Blunted volume expansion (VE) natriuresis and renal resistance to atrial natriuretic peptide (ANP) characterize states of pathological sodium retention. This study examined rats 1 to 3 wk after common bile-duct ligation (CBDL), at which time they had hyperbilirubinemia and hypoalbuminemia. Sham-operated normal rats (Sham) showed an increased sodium excretion rate (UNaV) from 1.0 +/- 0.1 to 16.3 +/- 3.9 muEq/min in response to acute VE (iv saline, 2 mL/100 g body wt over 5 min), whereas CBDL rats had a blunted response that was apparent after 1 wk and became maximal at 2 and 3 wk (0.3 +/- 0.1 to 3.2 +/- 0.4 muEq/min at 3 wk, P < 0.01 versus Sham response). The peak urinary cGMP excretion rate (UcGMPV) was also blunted (37.9 +/- 3.6 versus 87.5 +/- 8.3 pmol/min, P < 0.01) despite an even greater increase in plasma ANP concentration (Sham, 9.6 +/- 0.4 pg/mL in hydropenia to 22.8 +/- 2.6 pg/mL after VE; CBDL, 15.3 +/- 2.3 to 41.8 +/- 6.8 pg/mL). ANP-dependent cGMP accumulation by isolated inner medullary collecting duct (IMCD) cells from both Sham and CBDL rat kidneys was dose-dependent; however, at higher concentrations of ANP (> 10(-8) M), accumulation by cells from CBDL rats was significantly blunted, indicating resistance to ANP. Binding of 125I-ANP to IMCD cells was not different in CBDL rats compared with Sham control rats. Renal denervation improved but did not completely reverse the blunted natriuresis, and ANP resistance persisted in IMCD cells from denervated kidneys of CBDL rats. Incubation of IMCD cells with the phosphodiesterase inhibitors isomethylbutylxanthine or Zaprinast (each at 10(-3) M) restored ANP responsiveness in both innervated and denervated kidneys from CBDL rats, and intrarenal infusion of Zaprinast (10 micrograms/min) corrected the blunted increase in UNaV and UcGMPV after VE in rats with CBDL. These results suggest that ANP resistance in a model of abnormal sodium metabolism devoid of intrinsic renal disease may be related to increased activity of phosphodiesterase in renal target cells for ANP as well as to heightened renal nerve activity.

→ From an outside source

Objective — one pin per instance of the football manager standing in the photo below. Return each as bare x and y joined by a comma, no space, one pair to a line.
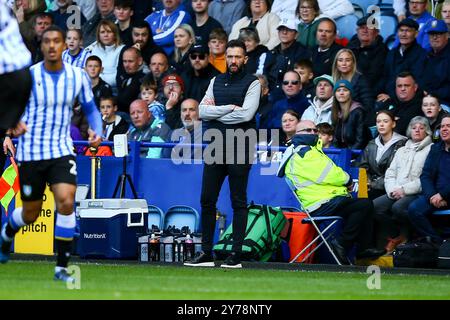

容量扩张性(VE)利钠反应减弱以及肾脏对心房利钠肽(ANP)的抵抗是病理性钠潴留状态的特征。本研究检测了胆总管结扎(CBDL)后1至3周的大鼠,此时它们存在高胆红素血症和低白蛋白血症。假手术的正常大鼠(假手术组)在急性容量扩张(静脉注射生理盐水,2 mL/100 g体重,持续5分钟)后,钠排泄率(UNaV)从1.0±0.1增加至16.3±3.9 μEq/分钟,而CBDL大鼠的反应减弱,在1周后明显,在2周和3周时达到最大(3周时为0.3±0.1至3.2±0.4 μEq/分钟,与假手术组反应相比,P<0.01)。尽管血浆ANP浓度增加得更多(假手术组,低血容量时为9.6±0.4 pg/mL,容量扩张后为22.8±2.6 pg/mL;CBDL组,15.3±2.3至41.8±6.8 pg/mL),但尿cGMP排泄率峰值(UcGMPV)也减弱了(37.9±3.6对87.5±8.3 pmol/分钟,P<0.01)。来自假手术组和CBDL大鼠肾脏的分离的肾内髓集合管(IMCD)细胞对ANP依赖性cGMP的积累呈剂量依赖性;然而,在较高浓度的ANP(>10⁻⁸ M)时,CBDL大鼠细胞的积累明显减弱,表明对ANP有抵抗。与假手术对照组大鼠相比,CBDL大鼠中125I-ANP与IMCD细胞的结合没有差异。肾去神经支配改善但未完全逆转减弱的利钠反应,并且CBDL大鼠去神经支配肾脏的IMCD细胞中ANP抵抗仍然存在。用磷酸二酯酶抑制剂异丁基甲基黄嘌呤或扎普司特(均为10⁻³ M)孵育IMCD细胞可恢复CBDL大鼠支配和去神经支配肾脏中ANP的反应性,并且肾内输注扎普司特(10 μg/分钟)可纠正CBDL大鼠容量扩张后UNaV和UcGMPV减弱的增加。这些结果表明,在没有内在肾脏疾病的异常钠代谢模型中,ANP抵抗可能与ANP肾靶细胞中磷酸二酯酶活性增加以及肾神经活动增强有关。